Created especially for Wellesley College, this two-part conversation will be led by Laura Brewer, a nationally renowned leadership coach who supports social revolutionaries in their work to build change and justice. Participation in this program will provoke you to deepen your conviction to interrupt white supremacy conditioning in your own life and circle of influence and clarify your personal role in and practice of racial justice.

Presenter: Laura Brewer, Founder of Mean Well. Speak Well. Do Well., Inc.


Unpacking Gender and Privilege: April 8, 2021

Register via Workday Learning

Please join us for this interactive workshop that will support the Wellesley community as it continues to address systemic issues of gender bias, transphobia, and cis-gender privilege.  Within wider efforts of anti-racist practice and praxis, this workshop will serve as safe space in which to continue learning about transgender and non-binary identities and on LGBTQ inclusion through an intersectional lens. Using discussions and interactive activities, we will work through addressing gender privileges in various contexts. Join us to strategize about Wellesley’s areas of strength, potential for growth, and resources available to activate gender and LGBTQ equity across campus.

Presenter: Abigail Francis, LCSW


On Being An Active Antiracist: April 20, 2021

Register via Workday Learning

Anti-racism consultants Donna K. Bivens ’75 and Paul Marcus welcome you into this learning circle – a safe, if challenging, space in which to share your experiences, your insights, your struggles and hopes relative to being an effective and active anti-racist. Donna and Paul, who have been doing this work for many years, believe that there is no one way to be an anti-racist. You gain mastery by engaging, by questioning and learning, unlearning and relearning who you are. We will talk about the challenges and the myriad ways of demonstrating leadership, supporting those wanting to effect meaningful, lasting change. During this two-hour session we will have opportunities to work in both large and small groups to learn from each other, consider evolving strategies and determine the work that resonates with you most powerfully. Of equal importance, you and you colleagues will form a cohort group that you can lean on to learn and address issues as they emerge.

Presenter: Donna Bivens ‘75, and Paul Marcus


Class Matters: Thursday, October 28 from 12:45 pm to 2:30 pm

Register via Workday Learning

This forum, the fourth in our series on the impacts of socioeconomic differences at Wellesley and other “Historically Elite Colleges and Universities”, is an opportunity for our speaker to share our learnings about class matters at Wellesley from past sessions and to determine what has changed. As a group, we will consider what comes up for/or at us and others, when community members come together across lines of economic class and social status. We will identify the personal and institutional forces that influence these cross-cultural engagements and develop strategies for learning more, supporting colleagues and students, and suggesting/promoting appropriate change initiatives.
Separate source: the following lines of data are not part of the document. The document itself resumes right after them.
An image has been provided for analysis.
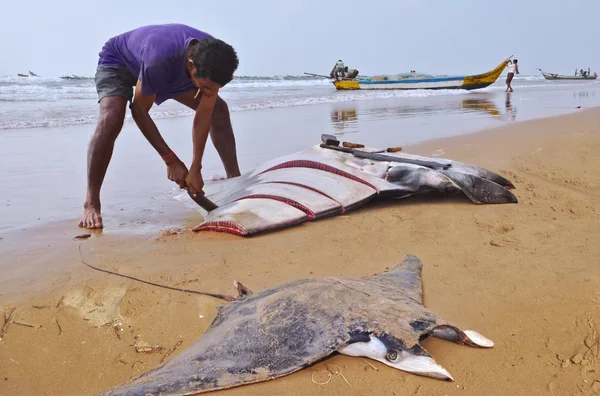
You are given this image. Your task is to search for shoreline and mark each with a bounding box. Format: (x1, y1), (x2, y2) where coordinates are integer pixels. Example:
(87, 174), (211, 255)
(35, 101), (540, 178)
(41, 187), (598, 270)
(2, 108), (600, 395)
(0, 93), (591, 235)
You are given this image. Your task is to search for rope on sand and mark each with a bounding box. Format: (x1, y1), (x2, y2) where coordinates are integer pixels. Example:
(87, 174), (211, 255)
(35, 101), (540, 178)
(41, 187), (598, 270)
(77, 243), (235, 301)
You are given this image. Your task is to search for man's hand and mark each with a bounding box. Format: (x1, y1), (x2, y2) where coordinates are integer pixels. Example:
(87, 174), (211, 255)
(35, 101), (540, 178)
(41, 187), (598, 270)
(185, 163), (204, 196)
(166, 158), (189, 189)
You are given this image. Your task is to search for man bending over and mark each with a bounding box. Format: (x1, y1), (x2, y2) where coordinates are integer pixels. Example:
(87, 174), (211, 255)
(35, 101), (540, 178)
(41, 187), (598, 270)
(79, 24), (240, 229)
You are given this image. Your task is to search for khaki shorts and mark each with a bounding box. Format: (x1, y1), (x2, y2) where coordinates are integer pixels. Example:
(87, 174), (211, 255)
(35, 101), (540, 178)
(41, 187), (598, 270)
(94, 66), (138, 103)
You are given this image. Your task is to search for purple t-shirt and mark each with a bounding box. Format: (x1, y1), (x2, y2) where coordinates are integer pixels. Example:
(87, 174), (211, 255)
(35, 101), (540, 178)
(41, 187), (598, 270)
(98, 24), (213, 105)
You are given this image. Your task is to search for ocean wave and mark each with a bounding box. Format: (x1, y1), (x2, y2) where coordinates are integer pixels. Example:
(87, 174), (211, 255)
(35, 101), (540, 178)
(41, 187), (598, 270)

Presenter: Joanie Parker, representing Class Action


Creating and Sustaining Both Safe and Brave Spaces: Wednesday, November 10 and Monday, November 15 from 12:45 pm to 2:15 pm

Register via Workday Learning

These spaces are formed with intentionality. Safe Spaces are a haven for one or more individuals needing to be heard, supported and mentored. While Brave Spaces are places for challenging and animated conversations among a diverse groups of individuals. Both require outstanding facilitation skills.

These two sessions are focused on developing both the mindsets and practices necessary to create inclusive environments for learning. Participants will explore various ways to foster both Safe and Brave spaces in intentional ways that allow students and peers to feel a sense of belonging without sacrificing their authenticity. We will also explore strategies for navigating difficult conversations in ways that promote greater understanding, skills transfer, deeper connections and learning.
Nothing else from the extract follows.